The nomination's impact was positive: as Holub puts it, "From the nomination to the actual award ceremony, everything was crazy. It's an odd world for a jazzer to find himself in. Usually when I'm doing interviews, it's with people who have a knowledge of the music, then suddenly you're doing press with people who have no frame of reference for you at all. It's quite weird. But obviously it gave us a platform to reach people we wouldn't ordinarily reach."
That platform extended to television, a medium that is rarely open to British jazz bands. Holub recognizes the impact of TV, especially in terms of audience numbers: "It's striking just what a difference being on television makes. You can be on Radio 3 [BBC Radio's specialist music station, which is mainly devoted to classical music but also hosts jazz shows] so many times, and it's great, but it is still that specialist audience. Three minutes on television and you immediately sell a couple of thousand CDs more."
The "Mercury Effect," if that's what it could be called, still works in Led Bib's favor two years on, with the band's profile continuing to benefit from the exposure. But Holub is realistic about what that means for a band from a minority-interest genre: "We're still jazzers; we're not selling millions."

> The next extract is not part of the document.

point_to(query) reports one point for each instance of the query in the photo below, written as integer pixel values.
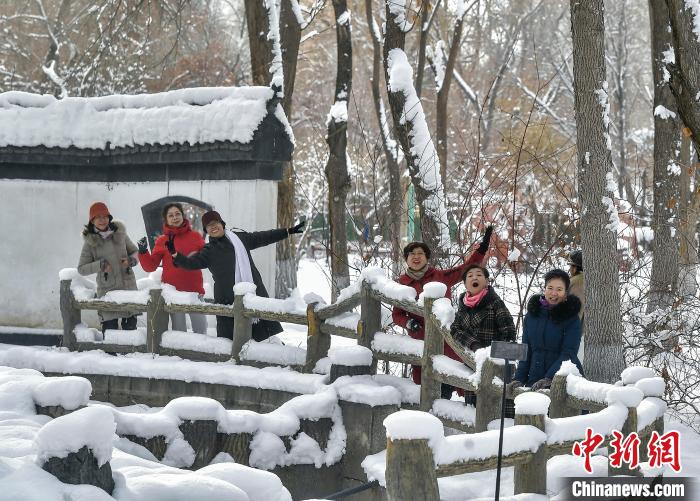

Holub's use of the word "jazzers" makes his feelings about Led Bib's musical standpoint clear, but it's an intriguing contrast to the adjectives applied by many critics and reviewers, who seem to have struggled to pigeonhole the group. It's been variously described as "punk jazz," like Test Department or The Velvet Underground, free improvisation, and avant-garde. So how does Holub feel about these descriptions? "Well, I think there are lots of different influences, but it does become a sticky question. Some people are rather quick to throw away the jazz title, to say we sound like Radiohead or whatever. But in my gut, I don't feel that way. I feel that what Led Bib does is jazz. Jazz is something that's continually evolving, taking on outside influences. But then you tell people who don't listen to a lot of jazz that this is what Led Bib plays and they have this clear idea that we'll sound like '40s or '50s bebopand we're not that. But we have become rockier, I guess, especially Bring Your Own. But we're also more confident in what we feel is right musically."
As Holub discusses this confidence, it becomes obvious that to him confidence does not simply equal a decision to play music that is more complex. Confidence, for Holub, is refreshingly linked to the idea of playing more simply: "We can trust our judgment: instead of thinking, 'I have to play some clever jazz thing here,' just play what you think sounds good. I think that's a problem with contemporary jazz, big time. ... You should always be serving the music, but sometimes it can become a bit too clevermaybe because everybody goes to university now."